Volunteerfest Challenge and Month of Service
After participating with 8,500 + other SAP employees in the “Month of Service”, I was reminded how every bit helps and that one needs to keep doing “every little bit”. In Canada alone, there were over 700 volunteers who contributed more than 3,100 hours or a total of 387 work days to 31 volunteer events benefiting 25 not-for-profit community organizations.
For my part, I volunteered with a team of 15 to help with the lunch service at Salvation Army Harbour Light whose “primary objective is to assist men and women over the age of 19 who are shelterless, incarcerated or whose lives have become dysfunctional because of addiction to chemical substances.” It is located in Vancouver, Canada in the downtown eastside, one of the poorest neighborhoods in Canada. After arriving at Harbour Light we were ushered into a brief orientation about the logistics of the lunch service – food preparation, distribution, and clean up. Over the next two hours we served by my estimate over 100 patrons, ranging in age from early 20s to mid-80s. My small group was responsible for clearing and wiping down tables and at times it felt almost competitive to see who could get to the newly occupied seat first. Hopefully we did not inadvertently pressure anyone to leave their seat before they were ready to do so…periodically a Harbour Light representative shouted “Let’s hear it for the volunteers!” which was appreciated although it felt awkward after the third, fourth, and fifth time but perhaps it was meant more for the patrons to know that people cared enough to be there that day.
So for two frenetic but short hours, our worlds intersected in brotherhood and sisterhood over a communal meal. Experiencing how much effort and resources are involved to feed people, I was reminded how important it is to give whatever time we have in whatever way we can. Sure (likely) no lives were changed but then again I think it’s the small gestures that can have the most impact: a smile, a kind word, or a welcoming tone in your voice. While the focus was on providing for basic needs, it’s also important to recognize the power of being a valued part of a community. It goes back to not just what you do but how you do it.
Some Lessons Learned
All this got me thinking about what lessons I could apply, if any, to my role in managing the SAP BusinessObjects Community. First off, it’s important to get out from behind my desk (kitchen) and spend more time on the front lines (the dining hall). Secondly, be more aware of “how I go about doing my job”. Finally, remember that our online community consists of real people and not just online accounts.

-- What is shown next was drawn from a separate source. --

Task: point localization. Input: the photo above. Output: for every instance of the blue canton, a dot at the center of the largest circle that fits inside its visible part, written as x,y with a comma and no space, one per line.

Here’s the (obligatory) team photo:
The Next Step
Spending a few hours in a month volunteering is not about “checking off a box” but rather it’s about kick-starting continuous volunteering. To this end, I signed up for an upcoming micro-volunteering pilot project to enable employees to volunteer their skills in small time increments. According to the project information:
“Globally people play 24 million hours of Solitaire, spend 388 million hours using Facebook, and watch one billion YouTube videos… every single day. What if you could complete a useful volunteer task in that same amount of time? With our pilot micro-volunteering project, you can now fit volunteering into your modern, busy life. With the same amount of energy and time it takes to check Facebook, you could use your language skills to translate a blog post for a non-profit. You could use your marketing skills to brainstorm about how to reach new donor communities. You could use your logistics skills to help optimize food pantry distribution routes or use your tech skills to code a new widget. With our new pilot platform, there are thousands of ways that you can use your professional business skills to micro-volunteer entirely online.”
This sounds intriguing and I’m looking forward to launch of this innovative pilot program.
The Next, Next Step
Here’s another thing I’m excited about…following up on the success of Innovation Weekend at SAP TechEd Berlin and Las Vegas, I’m working with Steve Williams, Director of Corporate Social Responsibility to launch a pilot non-profit community area on SCN. The goal is to create a platform for users to discuss, share, and co-create (BI) solutions for the unique business issues in this sector. We hope to have a presence available by the end of the year and looking ahead to 2011, we’ll be working with various non-profit organizations to grow this area. I’m excited about this because the huge potential impact of BI on the not-for-profit sector is largely untapped.